Douglas Preston was born in Cambridge, Massachusetts, in 1956, and grew up in the deadly boring suburb of Wellesley. Following a distinguished career at a private nursery school — he was almost immediately expelled — he attended public schools and the Cambridge School of Weston. Notable events in his early life included the loss of a fingertip at the age of three to a bicycle; the loss of his two front teeth to his brother Richard's fist; and various broken bones, also incurred in dust-ups with Richard. (Richard went on to write The Hot Zone and The Cobra Event, which tells you all you need to know about what it was like to grow up with him as a brother.)
Preston continues a magazine writing career by contributing regularly to The New Yorker magazine. He has also written for National Geographic, Natural History, Smithsonisan, Harper's, and Travel & Leisure, among others.

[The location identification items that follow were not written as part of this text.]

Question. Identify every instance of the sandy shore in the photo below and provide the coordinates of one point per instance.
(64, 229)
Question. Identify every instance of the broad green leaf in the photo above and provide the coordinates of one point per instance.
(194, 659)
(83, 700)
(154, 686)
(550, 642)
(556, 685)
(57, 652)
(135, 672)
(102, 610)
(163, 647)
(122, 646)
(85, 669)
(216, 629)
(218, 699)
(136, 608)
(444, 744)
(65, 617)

Preston is a Research Associate at the Laboratory of Anthropology in Santa Fe, a member of PEN New Mexico, and a board member of the School of American Research in Santa Fe. He counts in his ancestry the poet Emily Dickinson, the newspaperman Horace Greeley, and the infamous murderer and opium addict Amasa Greenough. Preston and his wife, Christine, have three children, Selene, Aletheia, and Isaac. They live on the coast of Maine.